Onde isso nos possibilitaria resgatar publicamente uma série de acúmulos programáticos de nossas concepções históricas. Rememorando experiências como as do “Alfabetação” e tantas outras iniciativas valiosas, que nós da Kizomba temos acumulado ao longo de nossa história. Fazendo esta discussão de forma a apresentar para todo o conjunto da base do movimento, inclusive fazendo necessário que nos estados (onde isto for possível) este debate se realize, possibilitando que travemos um diálogo com os mais diversos setores do movimento, inclusive de outras culturas políticas. Isso geraria um enriquecimento das discussões e um verdadeiro confronto real de posições políticas de fundo.
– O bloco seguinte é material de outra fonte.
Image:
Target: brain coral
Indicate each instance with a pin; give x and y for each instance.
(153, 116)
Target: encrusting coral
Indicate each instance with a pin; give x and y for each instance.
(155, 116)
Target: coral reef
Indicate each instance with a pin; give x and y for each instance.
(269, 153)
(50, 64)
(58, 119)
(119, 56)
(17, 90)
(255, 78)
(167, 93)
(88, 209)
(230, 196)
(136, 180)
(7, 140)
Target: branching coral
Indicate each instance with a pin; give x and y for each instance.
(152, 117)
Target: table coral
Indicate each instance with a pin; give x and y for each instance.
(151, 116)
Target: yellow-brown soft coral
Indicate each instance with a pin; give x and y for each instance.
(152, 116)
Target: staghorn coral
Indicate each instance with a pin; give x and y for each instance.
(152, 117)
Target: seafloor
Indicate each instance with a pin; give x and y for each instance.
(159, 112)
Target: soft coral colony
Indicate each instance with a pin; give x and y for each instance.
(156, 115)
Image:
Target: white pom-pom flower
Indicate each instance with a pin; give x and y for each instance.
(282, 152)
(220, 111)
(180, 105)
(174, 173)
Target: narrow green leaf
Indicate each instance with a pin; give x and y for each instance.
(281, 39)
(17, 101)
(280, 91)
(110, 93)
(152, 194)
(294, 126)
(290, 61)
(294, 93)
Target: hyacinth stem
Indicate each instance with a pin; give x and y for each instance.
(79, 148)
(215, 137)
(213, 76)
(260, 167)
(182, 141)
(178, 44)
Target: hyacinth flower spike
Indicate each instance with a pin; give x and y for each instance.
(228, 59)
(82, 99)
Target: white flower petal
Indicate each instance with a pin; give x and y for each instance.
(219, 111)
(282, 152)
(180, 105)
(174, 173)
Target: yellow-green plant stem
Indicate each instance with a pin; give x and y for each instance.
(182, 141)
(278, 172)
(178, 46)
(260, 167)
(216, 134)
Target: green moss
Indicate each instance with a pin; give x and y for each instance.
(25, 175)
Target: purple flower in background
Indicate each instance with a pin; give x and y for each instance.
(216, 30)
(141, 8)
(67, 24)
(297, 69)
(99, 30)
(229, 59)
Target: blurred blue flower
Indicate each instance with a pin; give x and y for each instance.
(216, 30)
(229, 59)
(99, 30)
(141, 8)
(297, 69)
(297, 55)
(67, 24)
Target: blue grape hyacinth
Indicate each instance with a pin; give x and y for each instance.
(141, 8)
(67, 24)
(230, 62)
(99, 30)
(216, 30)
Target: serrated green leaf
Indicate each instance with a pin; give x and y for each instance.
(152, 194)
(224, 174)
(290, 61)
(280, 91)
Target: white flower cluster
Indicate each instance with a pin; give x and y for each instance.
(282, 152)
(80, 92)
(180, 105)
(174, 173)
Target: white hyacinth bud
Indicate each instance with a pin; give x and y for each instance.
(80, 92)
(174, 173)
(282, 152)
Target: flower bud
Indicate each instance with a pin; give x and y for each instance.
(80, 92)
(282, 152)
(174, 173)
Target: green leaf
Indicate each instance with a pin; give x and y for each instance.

Não devemos, como jamais o fizemos, temer o debate e a disputa programática, muito pelo contrário, deve partir de nós da Kizomba a disposição de potencializar este processo. Esta é a necessidade de efetivar este espaço nos estados; junto com a UNE, UEEs, Federações e Executivas de Cursos, DCEs, Das e CAs.

Este é uma questão que nós da Kizomba devemos desde já colocar como nossa pauta imediata de acúmulo e mobilização para o próximo período. Onde através da nossa ação, todo o conjunto do movimento estudantil explicite para a sociedade a atualidade e a necessidade de termos uma universidade pública, universal, democrática, de qualidade e gratuita. Apontando para a nossa disposição de se somar a este debate, buscando garantir um maior equilíbrio e qualidade nas discussões sobre o tema da Reforma Universitária. Do contrário corremos o risco de vermos o movimento estudantil, de forma generalizada, aderindo as “cegas” a um abismo que pode ser decisivo e fatal para os rumos da universidade brasileira.